Map Slots Hadoop Game

Game

A MapReduce application processes the data in input splits on a record-by-record basis and that each record is understood by MapReduce to be a key/value pair. After the input splits have been calculated, the mapper tasks can start processing them — that is, right after the Resource Manager’s scheduling facility assigns them their processing resources. (In Hadoop 1, the JobTracker assigns mapper tasks to specific processing slots.)

The mapper task itself processes its input split one record at a time — in the figure, this lone record is represented by the key/value pair . In the case of our flight data, when the input splits are calculated (using the default file processing method for text files), the assumption is that each row in the text file is a single record.

For each record, the text of the row itself represents the value, and the byte offset of each row from the beginning of the split is considered to be the key.

You might be wondering why the row number isn’t used instead of the byte offset. When you consider that a very large text file is broken down into many individual data blocks, and is processed as many splits, the row number is a risky concept.

Map Slots Hadoop Play

The number of lines in each split vary, so it would be impossible to compute the number of rows preceding the one being processed. However, with the byte offset, you can be precise, because every block has a fixed number of bytes.

As a mapper task processes each record, it generates a new key/value pair: The key and the value here can be completely different from the input pair. The output of the mapper task is the full collection of all these key/value pairs.

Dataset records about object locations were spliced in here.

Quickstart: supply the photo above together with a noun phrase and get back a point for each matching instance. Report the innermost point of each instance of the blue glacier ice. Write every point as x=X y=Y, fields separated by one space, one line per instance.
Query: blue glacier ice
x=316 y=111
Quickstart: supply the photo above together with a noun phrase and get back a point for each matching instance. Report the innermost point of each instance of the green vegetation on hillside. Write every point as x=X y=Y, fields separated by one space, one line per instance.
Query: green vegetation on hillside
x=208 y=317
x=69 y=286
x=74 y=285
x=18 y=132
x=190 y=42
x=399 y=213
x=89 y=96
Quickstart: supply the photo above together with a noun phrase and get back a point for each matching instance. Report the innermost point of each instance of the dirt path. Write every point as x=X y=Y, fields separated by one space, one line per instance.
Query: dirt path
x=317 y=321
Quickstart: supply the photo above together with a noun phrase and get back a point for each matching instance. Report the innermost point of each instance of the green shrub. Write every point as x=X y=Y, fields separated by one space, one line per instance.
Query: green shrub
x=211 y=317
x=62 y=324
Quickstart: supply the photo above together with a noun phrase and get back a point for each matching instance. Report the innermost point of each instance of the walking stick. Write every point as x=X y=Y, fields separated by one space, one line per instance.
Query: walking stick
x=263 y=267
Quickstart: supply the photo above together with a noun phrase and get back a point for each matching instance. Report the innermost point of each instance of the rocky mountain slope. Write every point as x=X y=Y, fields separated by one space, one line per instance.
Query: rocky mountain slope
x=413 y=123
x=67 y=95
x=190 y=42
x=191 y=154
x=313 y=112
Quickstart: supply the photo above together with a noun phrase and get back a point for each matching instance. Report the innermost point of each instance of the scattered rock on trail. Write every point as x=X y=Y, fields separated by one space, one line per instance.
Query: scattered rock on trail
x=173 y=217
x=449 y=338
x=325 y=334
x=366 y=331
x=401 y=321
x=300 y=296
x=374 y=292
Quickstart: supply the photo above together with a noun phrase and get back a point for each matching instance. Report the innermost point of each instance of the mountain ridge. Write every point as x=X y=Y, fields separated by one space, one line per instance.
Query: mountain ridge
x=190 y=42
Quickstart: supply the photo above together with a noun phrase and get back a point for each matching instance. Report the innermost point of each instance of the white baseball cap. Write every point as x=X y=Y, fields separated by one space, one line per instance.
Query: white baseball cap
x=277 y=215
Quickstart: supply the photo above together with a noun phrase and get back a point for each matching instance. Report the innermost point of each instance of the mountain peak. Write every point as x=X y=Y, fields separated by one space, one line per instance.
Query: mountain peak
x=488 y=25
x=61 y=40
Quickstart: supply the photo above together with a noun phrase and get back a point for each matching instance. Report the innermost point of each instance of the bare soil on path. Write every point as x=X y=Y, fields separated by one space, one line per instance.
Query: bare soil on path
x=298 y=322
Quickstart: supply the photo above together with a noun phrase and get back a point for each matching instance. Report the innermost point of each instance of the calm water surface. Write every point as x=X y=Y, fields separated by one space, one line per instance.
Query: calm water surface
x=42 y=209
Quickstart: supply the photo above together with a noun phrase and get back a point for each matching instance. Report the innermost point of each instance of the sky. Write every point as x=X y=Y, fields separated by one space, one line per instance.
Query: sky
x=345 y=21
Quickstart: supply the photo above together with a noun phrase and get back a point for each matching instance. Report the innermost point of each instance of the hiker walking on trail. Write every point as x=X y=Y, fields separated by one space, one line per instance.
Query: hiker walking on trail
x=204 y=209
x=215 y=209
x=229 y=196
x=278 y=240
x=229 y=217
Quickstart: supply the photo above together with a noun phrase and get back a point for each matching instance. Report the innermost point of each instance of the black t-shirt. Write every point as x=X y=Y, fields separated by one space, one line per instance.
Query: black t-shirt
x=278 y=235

Before the final output file for each mapper task is written, the output is partitioned based on the key and sorted. This partitioning means that all of the values for each key are grouped together.

In the case of the fairly basic sample application, there is only a single reducer, so all the output of the mapper task is written to a single file. But in cases with multiple reducers, every mapper task may generate multiple output files as well.

Map Slots Hadoop Software

The breakdown of these output files is based on the partitioning key. For example, if there are only three distinct partitioning keys output for the mapper tasks and you have configured three reducers for the job, there will be three mapper output files. In this example, if a particular mapper task processes an input split and it generates output with two of the three keys, there will be only two output files.

Always compress your mapper tasks’ output files. The biggest benefit here is in performance gains, because writing smaller output files minimizes the inevitable cost of transferring the mapper output to the nodes where the reducers are running.

The default partitioner is more than adequate in most situations, but sometimes you may want to customize how the data is partitioned before it’s processed by the reducers. For example, you may want the data in your result sets to be sorted by the key and their values — known as a secondary sort.

To do this, you can override the default partitioner and implement your own. This process requires some care, however, because you’ll want to ensure that the number of records in each partition is uniform. (If one reducer has to process much more data than the other reducers, you’ll wait for your MapReduce job to finish while the single overworked reducer is slogging through its disproportionally large data set.)

Using uniformly sized intermediate files, you can better take advantage of the parallelism available in MapReduce processing.